SPDBRNR – Eyes Wide Open
Sports, Politics, Financial Markets, Silver & More

Precious Metals Update

First things first: SILVER IS OVER $30!!!! Yes, my favorite metal, and now yours as well, has crossed the $30 mark for the first time since 1979/80 when it was on its way to $50/oz.  Gold is around $1,406, Palladium got up to $770 before backing off to $730 (good article on palladium), and Platinum is still the quietest of the four, sitting at just under $1,700.

The silver story is getting a lot more free advertising via CNBC, Bloomberg, Reuters, etc…I have seen two 2 minute segments on silver alone (no gold talk) on CNBC in just the last 10 days.  CNBC went years without ever mentioning our favorite metal, and took quite a while to notice gold’s bull market, even though it started 10 years ago.

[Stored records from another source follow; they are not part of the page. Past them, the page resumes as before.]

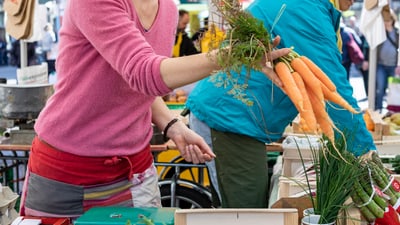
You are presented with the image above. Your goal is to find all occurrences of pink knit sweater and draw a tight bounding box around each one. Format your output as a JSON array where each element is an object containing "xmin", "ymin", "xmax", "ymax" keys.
[{"xmin": 35, "ymin": 0, "xmax": 178, "ymax": 156}]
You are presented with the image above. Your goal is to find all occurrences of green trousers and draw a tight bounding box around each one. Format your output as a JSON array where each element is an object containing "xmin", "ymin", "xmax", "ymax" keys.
[{"xmin": 211, "ymin": 129, "xmax": 269, "ymax": 208}]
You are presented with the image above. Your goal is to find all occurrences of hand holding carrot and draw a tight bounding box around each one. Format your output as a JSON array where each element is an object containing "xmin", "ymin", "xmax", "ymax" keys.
[{"xmin": 261, "ymin": 36, "xmax": 291, "ymax": 88}]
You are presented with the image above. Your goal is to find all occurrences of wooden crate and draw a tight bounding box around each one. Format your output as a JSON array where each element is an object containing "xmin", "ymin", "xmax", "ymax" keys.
[
  {"xmin": 282, "ymin": 145, "xmax": 318, "ymax": 177},
  {"xmin": 175, "ymin": 209, "xmax": 298, "ymax": 225},
  {"xmin": 277, "ymin": 177, "xmax": 316, "ymax": 199}
]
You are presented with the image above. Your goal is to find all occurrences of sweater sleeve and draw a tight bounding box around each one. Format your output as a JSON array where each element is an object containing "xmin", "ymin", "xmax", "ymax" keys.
[{"xmin": 70, "ymin": 0, "xmax": 168, "ymax": 95}]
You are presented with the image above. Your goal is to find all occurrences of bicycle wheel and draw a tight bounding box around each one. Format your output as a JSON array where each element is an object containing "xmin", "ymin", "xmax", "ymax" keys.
[{"xmin": 160, "ymin": 184, "xmax": 212, "ymax": 209}]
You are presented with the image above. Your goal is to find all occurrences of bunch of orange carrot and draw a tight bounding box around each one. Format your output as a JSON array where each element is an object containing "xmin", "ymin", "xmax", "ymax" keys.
[{"xmin": 274, "ymin": 51, "xmax": 359, "ymax": 142}]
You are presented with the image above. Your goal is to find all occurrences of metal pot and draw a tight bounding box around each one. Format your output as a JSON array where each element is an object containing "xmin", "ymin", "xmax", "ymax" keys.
[{"xmin": 0, "ymin": 84, "xmax": 53, "ymax": 119}]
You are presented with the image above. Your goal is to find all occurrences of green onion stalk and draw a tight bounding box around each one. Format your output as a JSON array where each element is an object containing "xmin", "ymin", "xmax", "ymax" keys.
[{"xmin": 314, "ymin": 138, "xmax": 362, "ymax": 223}]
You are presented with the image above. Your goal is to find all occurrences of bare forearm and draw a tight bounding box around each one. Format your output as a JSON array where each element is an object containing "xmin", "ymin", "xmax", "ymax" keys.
[
  {"xmin": 151, "ymin": 97, "xmax": 174, "ymax": 129},
  {"xmin": 161, "ymin": 53, "xmax": 219, "ymax": 89}
]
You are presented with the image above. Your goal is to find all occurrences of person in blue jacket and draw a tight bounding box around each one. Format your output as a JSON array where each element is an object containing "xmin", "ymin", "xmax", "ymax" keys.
[{"xmin": 186, "ymin": 0, "xmax": 376, "ymax": 208}]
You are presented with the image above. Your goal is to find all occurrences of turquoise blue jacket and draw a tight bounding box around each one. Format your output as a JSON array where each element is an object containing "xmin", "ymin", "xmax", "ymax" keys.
[{"xmin": 186, "ymin": 0, "xmax": 376, "ymax": 155}]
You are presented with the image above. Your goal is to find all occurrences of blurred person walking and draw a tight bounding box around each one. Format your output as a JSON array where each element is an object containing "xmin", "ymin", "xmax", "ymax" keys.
[{"xmin": 375, "ymin": 11, "xmax": 399, "ymax": 112}]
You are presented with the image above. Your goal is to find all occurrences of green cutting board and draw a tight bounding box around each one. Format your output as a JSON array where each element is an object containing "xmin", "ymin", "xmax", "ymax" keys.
[{"xmin": 74, "ymin": 207, "xmax": 176, "ymax": 225}]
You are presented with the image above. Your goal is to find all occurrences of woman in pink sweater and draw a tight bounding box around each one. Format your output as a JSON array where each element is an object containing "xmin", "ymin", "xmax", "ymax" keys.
[{"xmin": 20, "ymin": 0, "xmax": 289, "ymax": 218}]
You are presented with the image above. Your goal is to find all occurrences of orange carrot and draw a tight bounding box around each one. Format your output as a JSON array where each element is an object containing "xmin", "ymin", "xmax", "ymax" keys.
[
  {"xmin": 292, "ymin": 72, "xmax": 318, "ymax": 134},
  {"xmin": 321, "ymin": 84, "xmax": 361, "ymax": 114},
  {"xmin": 307, "ymin": 90, "xmax": 335, "ymax": 143},
  {"xmin": 290, "ymin": 58, "xmax": 324, "ymax": 103},
  {"xmin": 275, "ymin": 62, "xmax": 304, "ymax": 111},
  {"xmin": 300, "ymin": 55, "xmax": 336, "ymax": 91}
]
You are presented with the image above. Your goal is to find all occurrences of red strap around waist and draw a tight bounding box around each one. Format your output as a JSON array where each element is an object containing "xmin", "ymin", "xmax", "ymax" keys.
[{"xmin": 29, "ymin": 137, "xmax": 153, "ymax": 185}]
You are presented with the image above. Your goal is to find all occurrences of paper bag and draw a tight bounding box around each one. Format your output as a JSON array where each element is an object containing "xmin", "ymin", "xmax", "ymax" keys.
[
  {"xmin": 386, "ymin": 76, "xmax": 400, "ymax": 112},
  {"xmin": 17, "ymin": 62, "xmax": 49, "ymax": 84}
]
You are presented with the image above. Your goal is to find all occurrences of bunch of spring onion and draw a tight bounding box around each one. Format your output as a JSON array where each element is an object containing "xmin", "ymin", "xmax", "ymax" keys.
[{"xmin": 351, "ymin": 151, "xmax": 400, "ymax": 225}]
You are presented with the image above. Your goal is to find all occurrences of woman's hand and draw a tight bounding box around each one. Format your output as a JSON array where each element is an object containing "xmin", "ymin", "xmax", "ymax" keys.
[
  {"xmin": 262, "ymin": 36, "xmax": 291, "ymax": 88},
  {"xmin": 167, "ymin": 121, "xmax": 215, "ymax": 164}
]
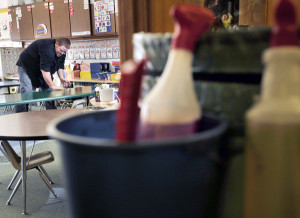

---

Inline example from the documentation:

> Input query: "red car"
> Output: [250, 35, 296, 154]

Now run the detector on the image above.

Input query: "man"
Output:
[15, 38, 71, 113]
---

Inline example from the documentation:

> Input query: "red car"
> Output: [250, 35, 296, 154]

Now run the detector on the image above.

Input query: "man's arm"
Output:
[41, 69, 62, 89]
[57, 69, 71, 87]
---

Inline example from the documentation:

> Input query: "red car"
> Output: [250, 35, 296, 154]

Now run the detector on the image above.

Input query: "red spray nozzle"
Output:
[270, 0, 299, 47]
[170, 4, 215, 52]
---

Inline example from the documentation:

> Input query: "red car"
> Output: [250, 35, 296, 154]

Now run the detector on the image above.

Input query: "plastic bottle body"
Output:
[245, 47, 300, 218]
[139, 49, 201, 139]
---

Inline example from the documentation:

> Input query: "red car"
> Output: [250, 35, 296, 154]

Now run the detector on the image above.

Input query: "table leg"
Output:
[21, 141, 27, 215]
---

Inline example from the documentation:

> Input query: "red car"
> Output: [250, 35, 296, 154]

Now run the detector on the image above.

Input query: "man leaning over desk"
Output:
[15, 38, 71, 113]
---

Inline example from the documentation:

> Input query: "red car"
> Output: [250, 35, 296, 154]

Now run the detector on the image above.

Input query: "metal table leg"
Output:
[21, 141, 27, 215]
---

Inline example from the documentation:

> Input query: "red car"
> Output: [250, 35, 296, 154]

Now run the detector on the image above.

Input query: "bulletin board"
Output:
[91, 0, 116, 35]
[67, 39, 120, 62]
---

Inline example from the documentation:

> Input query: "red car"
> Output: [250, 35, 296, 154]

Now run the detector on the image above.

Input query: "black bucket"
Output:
[48, 111, 226, 218]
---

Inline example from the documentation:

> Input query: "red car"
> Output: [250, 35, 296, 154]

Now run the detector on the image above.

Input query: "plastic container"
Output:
[80, 71, 92, 79]
[48, 111, 226, 218]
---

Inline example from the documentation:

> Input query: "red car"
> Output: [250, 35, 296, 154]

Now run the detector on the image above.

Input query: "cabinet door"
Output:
[69, 0, 91, 36]
[49, 0, 71, 38]
[0, 8, 10, 40]
[91, 0, 116, 35]
[19, 5, 34, 40]
[239, 0, 300, 27]
[31, 2, 51, 39]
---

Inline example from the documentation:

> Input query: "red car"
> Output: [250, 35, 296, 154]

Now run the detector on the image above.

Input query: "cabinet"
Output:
[31, 2, 52, 39]
[239, 0, 300, 26]
[69, 0, 91, 37]
[0, 9, 10, 40]
[49, 0, 71, 38]
[8, 5, 34, 41]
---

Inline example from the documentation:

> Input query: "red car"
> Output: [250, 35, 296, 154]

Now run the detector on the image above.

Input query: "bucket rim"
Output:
[47, 110, 228, 149]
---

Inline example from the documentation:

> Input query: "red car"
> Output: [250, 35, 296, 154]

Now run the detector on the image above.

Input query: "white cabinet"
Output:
[0, 8, 10, 40]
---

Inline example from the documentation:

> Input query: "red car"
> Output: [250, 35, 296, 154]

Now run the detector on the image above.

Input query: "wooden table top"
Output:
[0, 86, 94, 107]
[0, 109, 84, 140]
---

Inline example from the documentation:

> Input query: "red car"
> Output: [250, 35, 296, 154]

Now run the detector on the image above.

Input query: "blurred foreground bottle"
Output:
[139, 4, 214, 139]
[244, 0, 300, 218]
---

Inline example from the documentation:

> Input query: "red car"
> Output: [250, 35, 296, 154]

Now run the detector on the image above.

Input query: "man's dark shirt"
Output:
[17, 39, 66, 88]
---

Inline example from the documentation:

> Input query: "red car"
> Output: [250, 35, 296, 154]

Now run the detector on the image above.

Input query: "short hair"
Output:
[56, 38, 71, 49]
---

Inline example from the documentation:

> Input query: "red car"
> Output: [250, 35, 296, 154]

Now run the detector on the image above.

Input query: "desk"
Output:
[0, 81, 20, 94]
[0, 109, 84, 214]
[0, 86, 93, 107]
[90, 98, 120, 109]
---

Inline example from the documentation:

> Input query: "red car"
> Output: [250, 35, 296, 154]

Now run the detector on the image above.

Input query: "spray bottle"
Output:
[139, 4, 214, 139]
[244, 0, 300, 218]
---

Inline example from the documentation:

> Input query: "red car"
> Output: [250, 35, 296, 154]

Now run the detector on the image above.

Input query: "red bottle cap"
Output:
[270, 0, 299, 47]
[170, 4, 215, 52]
[116, 59, 146, 142]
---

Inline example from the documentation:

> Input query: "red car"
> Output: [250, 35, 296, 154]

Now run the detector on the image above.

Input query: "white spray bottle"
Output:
[139, 4, 214, 139]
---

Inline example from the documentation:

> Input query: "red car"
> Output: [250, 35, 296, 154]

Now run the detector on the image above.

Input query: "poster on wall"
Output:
[94, 0, 114, 33]
[0, 9, 10, 39]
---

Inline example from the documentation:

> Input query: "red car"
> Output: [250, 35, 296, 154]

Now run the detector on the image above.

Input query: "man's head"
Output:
[55, 38, 71, 57]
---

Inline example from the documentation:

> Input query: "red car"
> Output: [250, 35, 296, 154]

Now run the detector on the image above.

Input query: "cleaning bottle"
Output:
[138, 4, 214, 140]
[244, 0, 300, 218]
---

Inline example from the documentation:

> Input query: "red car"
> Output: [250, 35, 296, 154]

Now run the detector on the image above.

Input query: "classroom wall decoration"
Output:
[67, 39, 120, 60]
[94, 0, 115, 33]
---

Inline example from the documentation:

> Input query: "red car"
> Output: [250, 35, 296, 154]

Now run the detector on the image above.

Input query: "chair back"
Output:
[71, 98, 87, 109]
[1, 141, 21, 170]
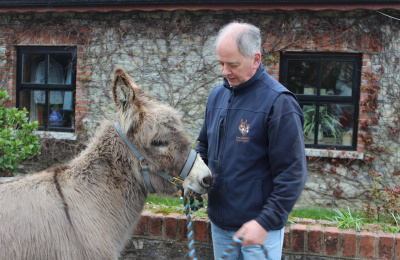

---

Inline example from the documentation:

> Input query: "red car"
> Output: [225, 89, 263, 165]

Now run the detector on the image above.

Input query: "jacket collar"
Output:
[223, 62, 266, 94]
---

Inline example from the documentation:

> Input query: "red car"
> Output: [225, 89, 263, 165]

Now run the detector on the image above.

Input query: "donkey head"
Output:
[112, 68, 212, 194]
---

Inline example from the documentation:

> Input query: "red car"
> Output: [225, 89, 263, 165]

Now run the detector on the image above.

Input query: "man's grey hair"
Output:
[215, 21, 261, 58]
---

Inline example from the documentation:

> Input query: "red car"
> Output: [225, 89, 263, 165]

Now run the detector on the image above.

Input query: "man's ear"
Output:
[253, 52, 261, 69]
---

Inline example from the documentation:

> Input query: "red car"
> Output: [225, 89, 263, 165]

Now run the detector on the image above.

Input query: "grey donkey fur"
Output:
[0, 69, 211, 260]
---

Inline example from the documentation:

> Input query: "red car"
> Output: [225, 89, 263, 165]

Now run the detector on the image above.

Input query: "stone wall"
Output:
[120, 211, 400, 260]
[0, 10, 400, 207]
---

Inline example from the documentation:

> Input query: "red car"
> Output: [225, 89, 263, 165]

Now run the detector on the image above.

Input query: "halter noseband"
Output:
[114, 122, 197, 193]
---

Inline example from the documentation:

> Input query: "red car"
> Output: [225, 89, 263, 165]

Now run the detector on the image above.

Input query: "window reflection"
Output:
[287, 60, 318, 95]
[22, 53, 72, 84]
[321, 61, 353, 96]
[20, 90, 75, 129]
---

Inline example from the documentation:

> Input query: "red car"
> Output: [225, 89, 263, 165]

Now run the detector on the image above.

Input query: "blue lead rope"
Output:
[182, 194, 272, 260]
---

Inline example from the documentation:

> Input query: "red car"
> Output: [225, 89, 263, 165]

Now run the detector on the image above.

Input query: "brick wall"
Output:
[120, 211, 400, 260]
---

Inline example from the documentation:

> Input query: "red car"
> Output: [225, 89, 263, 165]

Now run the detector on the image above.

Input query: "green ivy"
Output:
[0, 89, 40, 177]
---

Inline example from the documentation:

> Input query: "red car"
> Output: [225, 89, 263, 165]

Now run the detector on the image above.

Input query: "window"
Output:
[17, 47, 76, 132]
[279, 53, 361, 150]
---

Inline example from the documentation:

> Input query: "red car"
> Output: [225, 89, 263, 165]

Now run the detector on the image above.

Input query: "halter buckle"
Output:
[171, 177, 185, 186]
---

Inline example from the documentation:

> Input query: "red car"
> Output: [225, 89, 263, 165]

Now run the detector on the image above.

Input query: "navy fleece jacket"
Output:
[196, 64, 307, 231]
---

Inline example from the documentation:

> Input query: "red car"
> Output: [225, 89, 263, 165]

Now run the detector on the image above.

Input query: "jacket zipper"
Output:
[218, 89, 235, 224]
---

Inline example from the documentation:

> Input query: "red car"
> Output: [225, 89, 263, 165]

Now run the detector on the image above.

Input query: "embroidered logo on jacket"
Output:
[236, 118, 250, 142]
[239, 118, 250, 136]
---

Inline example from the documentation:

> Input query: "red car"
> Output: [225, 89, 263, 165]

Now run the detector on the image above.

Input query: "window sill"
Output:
[306, 148, 364, 160]
[36, 131, 76, 141]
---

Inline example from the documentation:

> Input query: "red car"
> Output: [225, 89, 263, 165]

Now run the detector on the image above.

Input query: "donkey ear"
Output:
[112, 68, 140, 133]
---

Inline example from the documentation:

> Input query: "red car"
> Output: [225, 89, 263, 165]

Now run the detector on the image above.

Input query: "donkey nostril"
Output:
[202, 176, 212, 187]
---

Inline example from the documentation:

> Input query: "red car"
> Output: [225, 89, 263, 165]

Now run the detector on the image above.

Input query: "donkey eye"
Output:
[151, 140, 168, 147]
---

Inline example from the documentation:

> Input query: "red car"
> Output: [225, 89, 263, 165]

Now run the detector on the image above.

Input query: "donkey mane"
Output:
[0, 69, 211, 260]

Silver is up almost 70% since  late August, while gold is up about 17% in that time period. The Silver:Gold Ratio (how many oz of silver does it take to buy 1 oz of gold) is now under 47, the lowest it has been for over 3 years, after being higher than 60 all of 2010 (until Oct) and most of 2009.

There have been multiple lawsuits filed against JP Morgan and HSBC for silver manipulation, and the evidence from the daily COMEX trading analysis (where silver & gold futures are traded) shows that the banks are trying to cover their huge short positions. Harvey Organ & Dan Norcini are the experts at this stuff, I just read their analysis.

Bottom line, silver’s crucial role as an industrial metal and store of wealth is becoming more known to the investment community, and the momentum it has is building on itself. There will continue to be sharp, volatile corrections, like the 10% correction it had in 2 hours just a month ago (29.35 down to 26.45), but all the fundamentals and long term charts are incredibly bullish.
The US Dollar had a sharp rally recently, but all signs are pointing to that being over now. It bottomed under 76 on the dollar index (here’s a chart) in early Nov, rallied sharply to just over 81, and is now weakening again, barely over 79 now. Obama’s plan of a hiring freeze and salary freeze for govt workers is merely a band-aid on a gaping, gushing wound. The head of the Fed, Ben Bernanke, went on 60 minutes two nights ago to defend his quantitative easing program (fancy way of saying printing more dollars, debasing our currency), saying that it had no costs. Amazing, I guess he pays no attention to commodity markets, as beside the metals, oil is back over $90/barrel, and the soft ags (corn, wheat, sugar, cofee, etc…) are all trending strongly upwards. Inflation is the price we pay for quantitative easing, without a doubt.